This past weekend we had the auctions for my two long-time leagues, the Park Slope Rotisserie League, a traditional 4×4 AL-only league, and the Ezra Stiles Rotisserie Association, a 4×4 NL league. This is the 25th season of the ESRA NL, of which I was a founding member, and the 26th year of the Park Slope league, which I joined in 1999.
Using projections, I can take drafted rosters and predict how the leagues will finish.
Here’s a look at projected standings as of April 2nd using my RotoValue projections:
The projected standings page mixes actual past stats with some form of future projection, either prorating actual stats from some past timeframe, or using one of the projection models. So clicking on the page in the future will show different numbers, as more actual data, and less projected data, is used. This league is bunched into three tiers in these projections, with just 5 points separating the bottom 4, 4 points separating the top 3, and 3 points separating places 4-6.

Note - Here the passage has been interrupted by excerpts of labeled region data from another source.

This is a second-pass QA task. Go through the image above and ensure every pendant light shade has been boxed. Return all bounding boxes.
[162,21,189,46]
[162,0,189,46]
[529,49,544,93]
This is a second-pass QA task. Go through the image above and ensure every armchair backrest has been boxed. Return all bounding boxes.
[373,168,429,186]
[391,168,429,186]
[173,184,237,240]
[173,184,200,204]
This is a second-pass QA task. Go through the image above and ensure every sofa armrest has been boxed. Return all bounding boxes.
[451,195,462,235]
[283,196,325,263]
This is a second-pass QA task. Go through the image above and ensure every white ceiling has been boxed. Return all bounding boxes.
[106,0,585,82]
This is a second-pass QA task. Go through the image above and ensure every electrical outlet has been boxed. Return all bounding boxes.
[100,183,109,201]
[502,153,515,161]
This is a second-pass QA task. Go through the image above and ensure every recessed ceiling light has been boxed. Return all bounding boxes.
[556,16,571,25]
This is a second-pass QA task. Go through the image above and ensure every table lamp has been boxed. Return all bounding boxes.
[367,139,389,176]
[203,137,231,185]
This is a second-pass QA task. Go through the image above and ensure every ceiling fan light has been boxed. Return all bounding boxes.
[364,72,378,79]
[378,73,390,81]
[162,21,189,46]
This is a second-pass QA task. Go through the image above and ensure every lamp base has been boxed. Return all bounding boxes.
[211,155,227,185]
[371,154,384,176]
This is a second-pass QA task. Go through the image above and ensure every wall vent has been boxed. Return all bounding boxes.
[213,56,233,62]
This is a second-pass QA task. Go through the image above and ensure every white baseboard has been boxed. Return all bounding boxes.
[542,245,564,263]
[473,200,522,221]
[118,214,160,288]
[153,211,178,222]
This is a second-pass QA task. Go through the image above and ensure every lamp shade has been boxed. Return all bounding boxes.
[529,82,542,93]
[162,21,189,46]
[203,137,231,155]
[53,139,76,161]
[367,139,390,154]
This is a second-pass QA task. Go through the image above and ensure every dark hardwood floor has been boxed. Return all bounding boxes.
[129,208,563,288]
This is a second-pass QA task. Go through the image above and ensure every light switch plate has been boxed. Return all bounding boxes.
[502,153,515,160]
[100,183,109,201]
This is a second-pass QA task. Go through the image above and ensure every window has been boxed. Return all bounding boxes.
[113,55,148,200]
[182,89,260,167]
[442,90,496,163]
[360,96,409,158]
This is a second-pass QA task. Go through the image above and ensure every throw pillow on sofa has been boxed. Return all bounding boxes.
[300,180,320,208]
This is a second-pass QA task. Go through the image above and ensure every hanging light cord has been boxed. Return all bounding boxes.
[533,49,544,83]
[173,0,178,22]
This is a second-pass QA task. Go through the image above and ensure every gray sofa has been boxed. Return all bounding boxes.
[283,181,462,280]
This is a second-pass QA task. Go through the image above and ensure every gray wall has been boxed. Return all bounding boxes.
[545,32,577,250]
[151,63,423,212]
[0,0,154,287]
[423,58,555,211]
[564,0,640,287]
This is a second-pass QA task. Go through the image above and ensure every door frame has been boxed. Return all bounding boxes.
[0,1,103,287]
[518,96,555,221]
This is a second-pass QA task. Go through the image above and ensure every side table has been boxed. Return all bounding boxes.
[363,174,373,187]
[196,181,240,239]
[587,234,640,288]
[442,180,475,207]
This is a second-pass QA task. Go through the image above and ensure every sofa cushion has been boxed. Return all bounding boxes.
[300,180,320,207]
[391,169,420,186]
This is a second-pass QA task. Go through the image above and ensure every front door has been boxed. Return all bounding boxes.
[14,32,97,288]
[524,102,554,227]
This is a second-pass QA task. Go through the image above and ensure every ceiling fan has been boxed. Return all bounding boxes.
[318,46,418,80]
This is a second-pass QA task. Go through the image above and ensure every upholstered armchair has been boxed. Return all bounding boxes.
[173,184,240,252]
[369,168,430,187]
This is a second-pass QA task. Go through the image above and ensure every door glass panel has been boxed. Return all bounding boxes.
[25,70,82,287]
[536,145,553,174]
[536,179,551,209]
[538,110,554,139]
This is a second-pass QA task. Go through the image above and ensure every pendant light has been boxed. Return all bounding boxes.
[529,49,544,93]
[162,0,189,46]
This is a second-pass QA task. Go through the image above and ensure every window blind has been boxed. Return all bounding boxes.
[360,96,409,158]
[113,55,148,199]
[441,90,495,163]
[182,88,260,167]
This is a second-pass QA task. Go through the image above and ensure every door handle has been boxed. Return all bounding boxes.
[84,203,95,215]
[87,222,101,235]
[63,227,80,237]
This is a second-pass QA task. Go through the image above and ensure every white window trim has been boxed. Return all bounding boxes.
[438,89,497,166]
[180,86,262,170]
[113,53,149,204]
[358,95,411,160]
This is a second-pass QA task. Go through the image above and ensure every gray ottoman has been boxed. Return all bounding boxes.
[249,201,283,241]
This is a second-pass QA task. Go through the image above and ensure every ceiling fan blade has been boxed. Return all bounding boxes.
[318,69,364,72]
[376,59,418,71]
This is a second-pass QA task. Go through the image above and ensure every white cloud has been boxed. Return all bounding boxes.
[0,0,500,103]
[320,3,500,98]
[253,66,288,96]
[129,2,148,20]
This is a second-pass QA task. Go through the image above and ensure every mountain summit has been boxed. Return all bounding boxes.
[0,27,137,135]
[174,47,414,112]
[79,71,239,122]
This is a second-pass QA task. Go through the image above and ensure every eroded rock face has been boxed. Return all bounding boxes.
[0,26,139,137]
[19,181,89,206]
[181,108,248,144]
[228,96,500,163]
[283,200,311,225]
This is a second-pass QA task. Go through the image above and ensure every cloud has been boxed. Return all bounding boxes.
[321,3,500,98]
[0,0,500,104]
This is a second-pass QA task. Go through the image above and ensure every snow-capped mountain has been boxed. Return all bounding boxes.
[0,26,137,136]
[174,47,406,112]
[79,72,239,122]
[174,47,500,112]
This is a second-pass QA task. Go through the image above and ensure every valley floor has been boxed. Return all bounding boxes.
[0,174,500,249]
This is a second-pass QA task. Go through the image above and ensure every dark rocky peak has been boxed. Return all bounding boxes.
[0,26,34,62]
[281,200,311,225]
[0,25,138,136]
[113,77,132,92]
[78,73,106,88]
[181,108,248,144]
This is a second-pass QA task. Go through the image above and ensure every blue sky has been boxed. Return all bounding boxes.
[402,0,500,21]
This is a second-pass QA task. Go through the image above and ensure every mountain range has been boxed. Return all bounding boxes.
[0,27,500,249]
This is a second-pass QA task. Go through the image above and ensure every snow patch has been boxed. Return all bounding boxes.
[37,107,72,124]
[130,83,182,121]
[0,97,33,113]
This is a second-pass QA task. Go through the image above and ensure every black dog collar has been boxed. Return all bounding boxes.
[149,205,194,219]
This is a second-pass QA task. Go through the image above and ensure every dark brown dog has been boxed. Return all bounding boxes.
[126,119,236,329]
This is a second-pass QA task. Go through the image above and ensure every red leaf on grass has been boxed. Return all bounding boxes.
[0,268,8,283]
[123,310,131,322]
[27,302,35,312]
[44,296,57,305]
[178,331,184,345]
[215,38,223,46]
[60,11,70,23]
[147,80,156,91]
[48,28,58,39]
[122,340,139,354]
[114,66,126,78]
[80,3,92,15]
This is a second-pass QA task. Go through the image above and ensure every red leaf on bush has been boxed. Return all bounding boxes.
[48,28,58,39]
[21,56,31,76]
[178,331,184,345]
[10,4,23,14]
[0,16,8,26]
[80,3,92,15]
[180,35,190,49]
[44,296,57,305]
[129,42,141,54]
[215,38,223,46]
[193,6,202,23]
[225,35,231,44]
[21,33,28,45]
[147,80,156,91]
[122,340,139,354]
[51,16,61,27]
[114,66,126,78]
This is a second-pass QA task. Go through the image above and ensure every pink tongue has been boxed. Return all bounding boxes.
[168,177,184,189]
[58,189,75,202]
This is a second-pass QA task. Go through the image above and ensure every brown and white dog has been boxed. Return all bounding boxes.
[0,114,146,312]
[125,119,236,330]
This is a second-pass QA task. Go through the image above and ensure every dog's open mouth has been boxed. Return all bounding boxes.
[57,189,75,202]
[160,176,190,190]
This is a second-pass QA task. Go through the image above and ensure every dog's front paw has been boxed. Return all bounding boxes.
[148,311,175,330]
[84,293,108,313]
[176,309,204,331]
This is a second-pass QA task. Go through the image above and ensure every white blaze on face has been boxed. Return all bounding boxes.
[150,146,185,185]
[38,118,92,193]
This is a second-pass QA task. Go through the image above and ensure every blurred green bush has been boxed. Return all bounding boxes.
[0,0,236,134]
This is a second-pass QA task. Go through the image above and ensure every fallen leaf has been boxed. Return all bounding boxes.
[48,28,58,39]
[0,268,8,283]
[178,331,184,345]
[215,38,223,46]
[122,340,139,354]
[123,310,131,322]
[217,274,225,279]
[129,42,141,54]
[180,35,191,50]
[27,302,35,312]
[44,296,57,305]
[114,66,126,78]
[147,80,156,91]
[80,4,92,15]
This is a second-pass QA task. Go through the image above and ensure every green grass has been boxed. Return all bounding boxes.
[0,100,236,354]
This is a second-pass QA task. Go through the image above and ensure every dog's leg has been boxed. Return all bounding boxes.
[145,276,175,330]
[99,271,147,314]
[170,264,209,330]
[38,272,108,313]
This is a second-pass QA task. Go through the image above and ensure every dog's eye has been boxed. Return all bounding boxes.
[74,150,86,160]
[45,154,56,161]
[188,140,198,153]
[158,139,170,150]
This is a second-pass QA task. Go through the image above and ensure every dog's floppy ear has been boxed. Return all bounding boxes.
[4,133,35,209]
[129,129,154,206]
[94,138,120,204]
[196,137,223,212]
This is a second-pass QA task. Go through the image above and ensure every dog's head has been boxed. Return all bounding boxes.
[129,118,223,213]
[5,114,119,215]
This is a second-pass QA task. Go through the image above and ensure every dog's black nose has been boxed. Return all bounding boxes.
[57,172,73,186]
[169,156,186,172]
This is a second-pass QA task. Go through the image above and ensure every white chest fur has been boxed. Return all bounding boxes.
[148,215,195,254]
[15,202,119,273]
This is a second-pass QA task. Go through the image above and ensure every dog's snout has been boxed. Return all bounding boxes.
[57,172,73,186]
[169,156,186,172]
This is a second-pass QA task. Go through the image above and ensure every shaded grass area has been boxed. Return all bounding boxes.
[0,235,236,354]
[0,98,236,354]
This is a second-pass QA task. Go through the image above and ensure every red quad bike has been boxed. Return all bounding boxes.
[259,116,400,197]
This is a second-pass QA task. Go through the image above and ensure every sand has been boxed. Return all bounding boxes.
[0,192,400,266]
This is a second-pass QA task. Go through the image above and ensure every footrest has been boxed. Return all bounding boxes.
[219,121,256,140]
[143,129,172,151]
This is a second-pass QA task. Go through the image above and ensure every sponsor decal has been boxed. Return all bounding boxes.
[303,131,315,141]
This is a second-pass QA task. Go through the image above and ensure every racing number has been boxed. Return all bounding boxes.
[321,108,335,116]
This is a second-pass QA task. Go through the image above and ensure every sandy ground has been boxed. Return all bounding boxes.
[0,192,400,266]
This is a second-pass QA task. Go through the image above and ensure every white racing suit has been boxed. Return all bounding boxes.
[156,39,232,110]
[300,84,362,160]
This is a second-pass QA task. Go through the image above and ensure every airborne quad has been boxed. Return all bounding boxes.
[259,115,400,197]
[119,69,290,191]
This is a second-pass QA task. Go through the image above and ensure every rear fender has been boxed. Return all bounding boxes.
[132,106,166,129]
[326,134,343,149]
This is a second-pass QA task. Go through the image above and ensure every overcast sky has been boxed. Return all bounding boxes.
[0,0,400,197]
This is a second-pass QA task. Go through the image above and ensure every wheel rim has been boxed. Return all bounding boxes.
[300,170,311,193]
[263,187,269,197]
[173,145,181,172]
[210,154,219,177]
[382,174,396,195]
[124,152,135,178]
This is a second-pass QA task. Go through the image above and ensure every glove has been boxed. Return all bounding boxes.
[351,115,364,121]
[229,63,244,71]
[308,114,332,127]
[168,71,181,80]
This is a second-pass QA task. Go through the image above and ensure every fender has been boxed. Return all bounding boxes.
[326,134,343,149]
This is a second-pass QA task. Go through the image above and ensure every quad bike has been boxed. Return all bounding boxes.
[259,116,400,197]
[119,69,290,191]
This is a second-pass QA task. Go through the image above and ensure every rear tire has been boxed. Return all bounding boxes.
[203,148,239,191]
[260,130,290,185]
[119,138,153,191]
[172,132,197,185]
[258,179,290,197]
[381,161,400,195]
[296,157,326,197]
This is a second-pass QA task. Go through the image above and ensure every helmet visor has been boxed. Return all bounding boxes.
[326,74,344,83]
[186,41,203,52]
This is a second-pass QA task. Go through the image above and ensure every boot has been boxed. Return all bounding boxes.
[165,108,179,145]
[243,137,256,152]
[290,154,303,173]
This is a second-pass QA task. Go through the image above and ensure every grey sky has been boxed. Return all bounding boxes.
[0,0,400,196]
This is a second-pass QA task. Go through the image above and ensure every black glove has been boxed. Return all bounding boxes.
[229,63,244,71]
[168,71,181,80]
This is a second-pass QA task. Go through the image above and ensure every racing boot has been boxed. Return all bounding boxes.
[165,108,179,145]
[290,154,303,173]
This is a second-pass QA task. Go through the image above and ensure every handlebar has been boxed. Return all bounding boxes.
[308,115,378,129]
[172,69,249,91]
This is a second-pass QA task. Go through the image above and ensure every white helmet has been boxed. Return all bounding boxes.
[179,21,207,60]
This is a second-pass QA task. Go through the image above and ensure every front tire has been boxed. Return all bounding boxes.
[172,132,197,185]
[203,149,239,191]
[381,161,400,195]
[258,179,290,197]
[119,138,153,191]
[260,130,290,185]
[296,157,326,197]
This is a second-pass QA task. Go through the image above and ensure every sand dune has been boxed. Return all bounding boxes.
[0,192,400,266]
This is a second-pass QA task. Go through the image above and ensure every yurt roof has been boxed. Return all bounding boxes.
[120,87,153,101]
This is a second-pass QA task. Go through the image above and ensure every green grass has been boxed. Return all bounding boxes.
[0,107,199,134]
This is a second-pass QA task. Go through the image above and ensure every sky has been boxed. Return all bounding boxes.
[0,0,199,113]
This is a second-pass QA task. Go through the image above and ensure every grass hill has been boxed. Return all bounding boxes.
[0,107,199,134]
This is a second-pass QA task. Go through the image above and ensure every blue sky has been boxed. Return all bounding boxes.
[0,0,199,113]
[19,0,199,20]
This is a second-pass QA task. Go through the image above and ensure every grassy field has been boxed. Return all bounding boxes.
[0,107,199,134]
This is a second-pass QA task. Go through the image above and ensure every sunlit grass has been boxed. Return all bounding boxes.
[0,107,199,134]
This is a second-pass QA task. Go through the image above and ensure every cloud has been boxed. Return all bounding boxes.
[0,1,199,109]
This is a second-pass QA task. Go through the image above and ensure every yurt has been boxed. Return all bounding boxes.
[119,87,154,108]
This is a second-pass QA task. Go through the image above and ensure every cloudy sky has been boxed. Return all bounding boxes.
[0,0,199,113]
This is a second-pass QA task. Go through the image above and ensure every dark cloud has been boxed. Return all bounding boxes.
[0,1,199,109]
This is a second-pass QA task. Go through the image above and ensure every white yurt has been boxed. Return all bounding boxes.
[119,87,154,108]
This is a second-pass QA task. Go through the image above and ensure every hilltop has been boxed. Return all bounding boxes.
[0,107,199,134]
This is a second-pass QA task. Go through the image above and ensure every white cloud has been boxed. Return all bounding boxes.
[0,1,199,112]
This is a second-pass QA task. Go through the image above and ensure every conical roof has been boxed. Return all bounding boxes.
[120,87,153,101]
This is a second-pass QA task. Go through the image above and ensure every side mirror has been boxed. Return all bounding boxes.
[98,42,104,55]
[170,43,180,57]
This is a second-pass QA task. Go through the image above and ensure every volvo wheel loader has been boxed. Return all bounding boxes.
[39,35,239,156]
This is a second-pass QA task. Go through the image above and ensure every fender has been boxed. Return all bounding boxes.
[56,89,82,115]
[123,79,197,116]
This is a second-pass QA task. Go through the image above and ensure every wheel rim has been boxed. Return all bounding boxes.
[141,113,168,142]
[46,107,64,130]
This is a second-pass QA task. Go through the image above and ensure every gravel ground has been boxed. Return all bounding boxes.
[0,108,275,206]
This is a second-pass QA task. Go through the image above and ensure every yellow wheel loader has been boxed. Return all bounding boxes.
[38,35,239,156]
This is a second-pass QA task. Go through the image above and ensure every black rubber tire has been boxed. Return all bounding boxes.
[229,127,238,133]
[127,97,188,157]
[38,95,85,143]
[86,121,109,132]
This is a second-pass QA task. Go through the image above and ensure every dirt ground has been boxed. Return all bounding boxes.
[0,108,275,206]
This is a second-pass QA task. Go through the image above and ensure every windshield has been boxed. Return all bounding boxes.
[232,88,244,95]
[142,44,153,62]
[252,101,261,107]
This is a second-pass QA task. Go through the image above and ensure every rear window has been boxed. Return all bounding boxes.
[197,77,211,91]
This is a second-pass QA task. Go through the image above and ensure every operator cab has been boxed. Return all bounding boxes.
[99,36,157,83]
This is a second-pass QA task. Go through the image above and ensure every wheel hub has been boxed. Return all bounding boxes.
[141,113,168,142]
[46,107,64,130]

Using Tim Obershlake’s MORPS, the league is even tighter:
Now it’s a tie at the top, with 5 teams within 2 points of the lead, and just 11 points separating the best and worst teams. It will be interesting to revisit these projections after the year, to compare them with the actual standings!
The initial rosters, and auction prices, of the Park Slope league are here. The league has a $30 salary cap for 280 players. Mike Trout ($4.60), Miguel Cabrera ($4.20), and Justin Verlander ($4.10) were the three most expensive players, and somewhat unusually for me, I didn’t win any of them.
Of course, now the games count for real. It’s still interesting to look at projections, to get an idea of potential category strengths and weaknesses. But a lot can, and will, change during the long season. Play ball!